I did some bolts for my pistol crossbow as well from the rest of aluminum tube and they also work nicely.

As for strength of my multiplex boards I am a bit unsure if using thicker plywood (e.g. 2 cm) isn't a more valid option unless I want to get a part of my frontfork in the face someday.

Which thickness would you propose ?
Are you using something above 2 cm ?


----------



## newconvert (Dec 12, 2011)

i want to try this


----------



## The H. (Feb 13, 2012)

Feel free to do so.
Making such arrows takes about 5 minutes per arrows and should be feasable with even the simplest tools. I glued the brass into the aluminum with epoxy glue.
Shooting those arrows should work with pretty every standard slingshot. I did my first shots without a modded pouch.
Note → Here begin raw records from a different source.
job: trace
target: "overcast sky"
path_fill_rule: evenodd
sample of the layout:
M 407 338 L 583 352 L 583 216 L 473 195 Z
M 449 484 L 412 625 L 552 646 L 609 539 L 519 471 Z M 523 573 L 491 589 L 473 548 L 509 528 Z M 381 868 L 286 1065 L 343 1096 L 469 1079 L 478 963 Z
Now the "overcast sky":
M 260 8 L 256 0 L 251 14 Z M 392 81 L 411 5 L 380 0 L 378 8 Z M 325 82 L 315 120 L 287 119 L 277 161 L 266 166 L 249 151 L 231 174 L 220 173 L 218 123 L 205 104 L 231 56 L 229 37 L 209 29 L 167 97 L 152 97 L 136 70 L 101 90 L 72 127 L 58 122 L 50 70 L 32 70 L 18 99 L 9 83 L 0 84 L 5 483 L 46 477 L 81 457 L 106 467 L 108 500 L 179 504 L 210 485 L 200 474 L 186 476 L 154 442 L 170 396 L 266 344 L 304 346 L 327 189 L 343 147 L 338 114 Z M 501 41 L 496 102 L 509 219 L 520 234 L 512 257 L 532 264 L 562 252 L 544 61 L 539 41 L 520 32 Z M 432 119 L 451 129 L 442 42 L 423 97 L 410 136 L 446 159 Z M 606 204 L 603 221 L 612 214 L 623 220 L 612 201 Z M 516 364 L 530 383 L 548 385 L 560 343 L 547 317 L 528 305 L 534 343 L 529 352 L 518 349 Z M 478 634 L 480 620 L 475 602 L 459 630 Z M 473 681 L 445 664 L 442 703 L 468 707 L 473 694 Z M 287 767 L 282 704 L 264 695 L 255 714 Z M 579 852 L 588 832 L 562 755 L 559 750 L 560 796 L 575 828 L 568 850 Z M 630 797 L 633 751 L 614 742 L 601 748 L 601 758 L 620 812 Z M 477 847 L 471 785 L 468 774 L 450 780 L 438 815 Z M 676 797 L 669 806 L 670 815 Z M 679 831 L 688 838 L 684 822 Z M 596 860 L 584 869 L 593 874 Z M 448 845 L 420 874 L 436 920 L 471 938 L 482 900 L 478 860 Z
As arrow rest you could do something like the guy from A+ slingshots with some piece of cord and a slotted piece of wood.

Of course those arrows are not as precise as a commercially produced but I find it still fun to build stuff from simple parts.

I would be more than happy if one posts his results here (which is of course not directly related to a selfmade slingshot though).


----------



## cheese (Nov 16, 2011)

those look good.
right now my slingshot has a ~40 pound draw weight but i will be getting some stronger rubber when i can.


----------



## The H. (Feb 13, 2012)

40 pounds ? nice...
Are you using an arm wrist ?


----------



## cheese (Nov 16, 2011)

wrist brace? no, i find them very uncomfortable.


----------